Reputation: 801
I am not able to reproduce the exact output of the content
-property of the dcc.Upload component.
If I upload the file my_excel.xlsx
to the dcc.Upload component, my callback-function receives a "base64 encoded string" (according to the dcc.Upload documentation). I don’t know how to reproduce the exact same string without the dcc.Upload component (I want to use the Output for Unit Tests).
my current approach:
import base64
import io
import pandas as pd
# This is what I try to reproduce the output of the dcc.Upload Component
with open('tests/data/my_excel.xlsx', 'rb') as file:
raw_data = file.read()
# raw_data is the output I receive from the dcc.Upload Component
# these steps are raise no Error with the output of dcc.Upload
_, content_string = raw_data.split(',') # this Fails
decoded = base64.b64decode(content_string)

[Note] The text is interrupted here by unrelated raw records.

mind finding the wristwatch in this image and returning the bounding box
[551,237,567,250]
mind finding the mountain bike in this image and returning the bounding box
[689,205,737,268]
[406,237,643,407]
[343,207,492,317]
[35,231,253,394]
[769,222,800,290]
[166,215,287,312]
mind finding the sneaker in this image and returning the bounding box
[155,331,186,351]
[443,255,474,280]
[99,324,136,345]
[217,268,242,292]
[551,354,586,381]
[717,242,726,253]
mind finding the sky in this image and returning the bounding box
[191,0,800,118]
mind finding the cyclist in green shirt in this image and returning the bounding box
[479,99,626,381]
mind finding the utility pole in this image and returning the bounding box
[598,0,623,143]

df = pd.read_excel(io.BytesIO(decoded))
I get the error TypeError: a bytes-like object is required, not 'str'
.
if I add
raw_data = base64.b64encode(raw_data)
before the raw_data.split(',')
, I get the same error.
How do I get the exact same "base64 encoded string" without the dcc.Upload Component?
Upvotes: 0
Views: 1895
Reputation: 76
I could not find a single function to reproduce the contents
property of dcc.Upload, but was able to manually create the output of dcc.Upload.

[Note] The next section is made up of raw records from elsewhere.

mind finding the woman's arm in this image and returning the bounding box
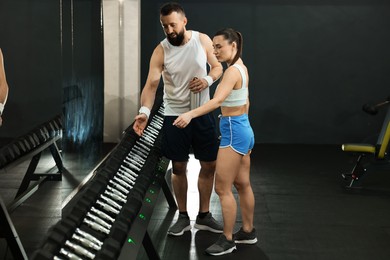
[173,67,240,128]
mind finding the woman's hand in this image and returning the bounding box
[173,112,193,128]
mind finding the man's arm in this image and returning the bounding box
[188,32,222,93]
[133,44,164,135]
[139,45,164,112]
[200,32,223,83]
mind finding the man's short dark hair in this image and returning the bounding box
[160,2,186,16]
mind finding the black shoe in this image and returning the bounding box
[194,212,223,233]
[205,234,236,256]
[234,227,258,244]
[167,215,191,236]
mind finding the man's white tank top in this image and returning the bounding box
[161,31,210,116]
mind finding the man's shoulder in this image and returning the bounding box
[151,43,164,62]
[194,30,207,38]
[197,32,212,46]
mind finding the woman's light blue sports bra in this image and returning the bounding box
[220,64,248,107]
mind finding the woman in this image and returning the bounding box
[173,28,257,256]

From the documentation we have:
contents
is a base64 encoded string that contains the files contents [...] Propertyaccept
(string; optional): Allow specific types of files. See https://github.com/okonet/attr-accept for more information. Keep in mind that mime type determination is not reliable across platforms. CSV files, for example, are reported as text/plain under macOS but as application/vnd.ms-excel under Windows. In some cases there might not be a mime type set at all.
Inspecting the contents
-string reaveals, that it is composed of two strings:
content_type, content_string = contents.split(',')
Inspecting further shows:
content_type
: contains mime type information of file
content_string
: the base64 encoded content of the file
import base64
import io
import pandas as pd
import magic
filepath = 'tests/data/my_excel.xlsx'
# Reproduce output of dcc.Upload Component
with open(filepath, "rb") as file:
decoded = file.read()
content_bytes = base64.b64encode(decoded)
content_string = content_bytes.decode("utf-8")
mime = magic.Magic(mime=True)
mime_type = mime.from_file(filepath)
content_type = "".join(["data:", mime_type, ";base64"])
contents = "".join([content_type, ",", content_string])
# and now revert: convert contents to binary file stream
content_type, content_string = contents.split(",")
decoded = base64.b64decode(content_string)
df = pd.read_excel(io.BytesIO(decoded))
Upvotes: 4